Problem jest mniej więcej taki: w ramach jednego z projektów UE szkoła (podkreślam bo to być może ważne - podstawowa) otrzymała serwerownię oraz została "osieciowana" w taki sposób, że w każdym jej miejscu dostępne jest WiFi. Wifi dostępne jest w dwóch opcjach (nauczyciel/uczeń) przy czym hasła dostępu dla nauczycieli są już nauczycielom znane i ci z nich już korzystają zarówno podczas prowadzenia lekcji (do rzeczy, nazwijmy to, pożytecznych), jak i podczas przerw (ach, te pogaduszki na fejsie!).
Problem jest co zrobić z drugą siecią. Instalator powiedział, iż "niektóre szkoły udostępniają uczniom hasło". My jednak (tzn. dyrektor oraz ja, naczelny informatyk) pełni jesteśmy obaw czy aby na pewno warto. Dostrzegamy pewne plusy, ale i też zagrożenia. W zasadzie tych drugich jest o wiele więcej.
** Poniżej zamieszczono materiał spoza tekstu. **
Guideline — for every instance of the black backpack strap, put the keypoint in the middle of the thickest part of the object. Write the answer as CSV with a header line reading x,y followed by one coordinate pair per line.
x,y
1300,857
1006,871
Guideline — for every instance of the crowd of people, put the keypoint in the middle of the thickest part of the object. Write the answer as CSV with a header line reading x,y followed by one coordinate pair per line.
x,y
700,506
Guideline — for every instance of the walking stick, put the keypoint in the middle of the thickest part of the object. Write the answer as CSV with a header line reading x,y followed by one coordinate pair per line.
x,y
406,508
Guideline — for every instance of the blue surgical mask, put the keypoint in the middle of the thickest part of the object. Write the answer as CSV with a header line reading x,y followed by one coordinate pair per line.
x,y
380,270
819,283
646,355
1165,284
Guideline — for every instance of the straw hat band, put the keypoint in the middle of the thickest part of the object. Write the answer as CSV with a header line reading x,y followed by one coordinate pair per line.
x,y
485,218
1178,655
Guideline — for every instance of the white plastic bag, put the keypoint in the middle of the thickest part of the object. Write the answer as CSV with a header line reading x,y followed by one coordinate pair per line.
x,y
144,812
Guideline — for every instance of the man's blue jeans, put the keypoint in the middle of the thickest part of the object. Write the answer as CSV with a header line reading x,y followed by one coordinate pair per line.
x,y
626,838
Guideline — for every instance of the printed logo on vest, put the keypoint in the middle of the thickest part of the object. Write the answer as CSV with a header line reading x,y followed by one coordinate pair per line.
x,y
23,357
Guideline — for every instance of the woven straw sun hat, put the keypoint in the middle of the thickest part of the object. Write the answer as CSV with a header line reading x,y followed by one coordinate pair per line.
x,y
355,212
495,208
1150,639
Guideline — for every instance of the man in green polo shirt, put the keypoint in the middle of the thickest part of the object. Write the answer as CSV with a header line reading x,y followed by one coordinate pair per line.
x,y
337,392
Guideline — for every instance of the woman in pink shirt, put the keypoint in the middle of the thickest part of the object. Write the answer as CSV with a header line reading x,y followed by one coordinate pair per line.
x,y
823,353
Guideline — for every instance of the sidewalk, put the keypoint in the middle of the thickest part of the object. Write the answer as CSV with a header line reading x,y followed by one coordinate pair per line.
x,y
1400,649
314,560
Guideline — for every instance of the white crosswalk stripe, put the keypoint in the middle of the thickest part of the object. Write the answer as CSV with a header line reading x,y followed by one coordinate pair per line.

Nadmieniam, iż sieć uczniowska jest tak skonstruowana, iż uczniowie nie mają dostępu do treści m.in. pornograficznych i mają poblokowane niektóre porty (np. torrenty).
Czy ktoś ma już jakieś doświadczenia z tego typu rzeczami? W jaki sposób "zaatakować" temat, czy w ogóle warto go ruszać?